Dressed in a slim-cut suit, fedora, gold-rimmed sunglasses (so Hollywood!), and a glittering necklace that looked straight off the racks of your local mall’s Claire’s Boutique, Reed didn’t disappoint. Transitioning from innocuously poppy tracks to beats that could drop the bottom out of a truck, and snaking around his microphone stand like a displaced member of a Motown band, he sang much of his popular catalog sans Auto-Tune.
Interesting departure, considering from its inception, Wallpaper. was entrenched in the voice box. That same year, 2005, also saw T-Pain blessing/cursing the country by reinvigorating/disparaging Roger Troutman’s signature use of the Vocoder (“Computer Love”) with his debut album. Coincidence? Highly unlikely.

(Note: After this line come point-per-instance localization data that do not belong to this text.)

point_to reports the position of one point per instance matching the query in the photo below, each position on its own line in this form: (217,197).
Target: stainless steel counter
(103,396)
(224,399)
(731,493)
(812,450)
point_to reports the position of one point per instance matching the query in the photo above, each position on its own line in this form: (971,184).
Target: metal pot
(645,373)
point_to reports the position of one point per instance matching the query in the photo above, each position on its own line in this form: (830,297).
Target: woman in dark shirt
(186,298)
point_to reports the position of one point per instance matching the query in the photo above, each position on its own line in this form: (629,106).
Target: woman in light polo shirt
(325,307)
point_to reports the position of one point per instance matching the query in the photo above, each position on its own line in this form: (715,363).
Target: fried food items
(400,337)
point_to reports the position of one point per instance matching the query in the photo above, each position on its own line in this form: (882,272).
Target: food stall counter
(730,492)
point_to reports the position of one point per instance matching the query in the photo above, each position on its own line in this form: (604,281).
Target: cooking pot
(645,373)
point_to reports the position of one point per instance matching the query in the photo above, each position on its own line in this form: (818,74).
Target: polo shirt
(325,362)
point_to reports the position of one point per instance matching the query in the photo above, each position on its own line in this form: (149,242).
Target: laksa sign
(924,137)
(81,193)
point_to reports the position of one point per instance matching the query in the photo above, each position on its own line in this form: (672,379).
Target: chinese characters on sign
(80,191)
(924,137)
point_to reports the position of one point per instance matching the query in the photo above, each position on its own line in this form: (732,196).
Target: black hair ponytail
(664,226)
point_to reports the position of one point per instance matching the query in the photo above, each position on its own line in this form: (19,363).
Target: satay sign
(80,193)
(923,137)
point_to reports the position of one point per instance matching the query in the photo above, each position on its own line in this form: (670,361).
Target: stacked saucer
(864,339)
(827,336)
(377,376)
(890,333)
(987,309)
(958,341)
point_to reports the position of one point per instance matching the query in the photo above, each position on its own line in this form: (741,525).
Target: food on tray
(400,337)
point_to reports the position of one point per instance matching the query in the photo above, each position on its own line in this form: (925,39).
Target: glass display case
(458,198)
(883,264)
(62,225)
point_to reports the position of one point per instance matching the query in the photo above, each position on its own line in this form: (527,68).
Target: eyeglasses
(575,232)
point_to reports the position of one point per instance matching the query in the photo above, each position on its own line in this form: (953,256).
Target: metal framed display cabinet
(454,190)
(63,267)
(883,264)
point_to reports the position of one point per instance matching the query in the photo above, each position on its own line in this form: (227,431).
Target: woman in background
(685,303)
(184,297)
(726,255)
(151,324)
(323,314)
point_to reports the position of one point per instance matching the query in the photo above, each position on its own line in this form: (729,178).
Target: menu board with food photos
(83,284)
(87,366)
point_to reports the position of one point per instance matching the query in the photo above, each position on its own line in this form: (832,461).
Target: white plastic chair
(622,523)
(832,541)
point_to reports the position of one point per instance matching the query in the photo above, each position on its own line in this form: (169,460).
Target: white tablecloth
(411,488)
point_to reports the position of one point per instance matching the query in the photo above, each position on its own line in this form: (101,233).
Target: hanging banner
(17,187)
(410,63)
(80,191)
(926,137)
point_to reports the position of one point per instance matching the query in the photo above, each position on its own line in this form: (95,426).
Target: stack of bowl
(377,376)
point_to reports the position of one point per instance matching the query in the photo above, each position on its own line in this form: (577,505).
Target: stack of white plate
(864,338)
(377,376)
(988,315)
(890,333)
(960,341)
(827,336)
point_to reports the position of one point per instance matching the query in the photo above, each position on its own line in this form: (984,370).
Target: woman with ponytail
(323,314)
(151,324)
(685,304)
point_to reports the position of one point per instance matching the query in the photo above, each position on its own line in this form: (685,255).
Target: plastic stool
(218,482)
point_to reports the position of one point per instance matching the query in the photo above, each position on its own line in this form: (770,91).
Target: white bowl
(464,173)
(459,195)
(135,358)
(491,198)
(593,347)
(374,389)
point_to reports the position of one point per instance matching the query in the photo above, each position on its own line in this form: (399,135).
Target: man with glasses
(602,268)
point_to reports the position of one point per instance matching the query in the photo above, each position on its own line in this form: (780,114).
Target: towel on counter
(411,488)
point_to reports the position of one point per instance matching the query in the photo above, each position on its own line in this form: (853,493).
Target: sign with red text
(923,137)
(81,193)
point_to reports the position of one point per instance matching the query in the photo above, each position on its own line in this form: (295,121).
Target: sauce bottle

Reed flipped through his set rapidly, and maybe he wanted the audience to know that he really can sing. Though he came more alive when he switched into Auto-Tune for a riff on UC Berkeley graduates drinking IPAs before diving into a celebration of the alcohol/caffeine bomb Four Loko, he mostly kept his set serious. And dancing through songs like “Gettin’ Drip,” an ode to the collegiate practice of pre-partying, “I Got Soul, I’m So Wasted,” a weekend club-warrior anthem, and “It’s My Birthday,” a call for expected sex, Reed showed he actually can sing. Not that the crowd particularly cared; they just wanted to dance.
Which is, after all, Frederick’s point.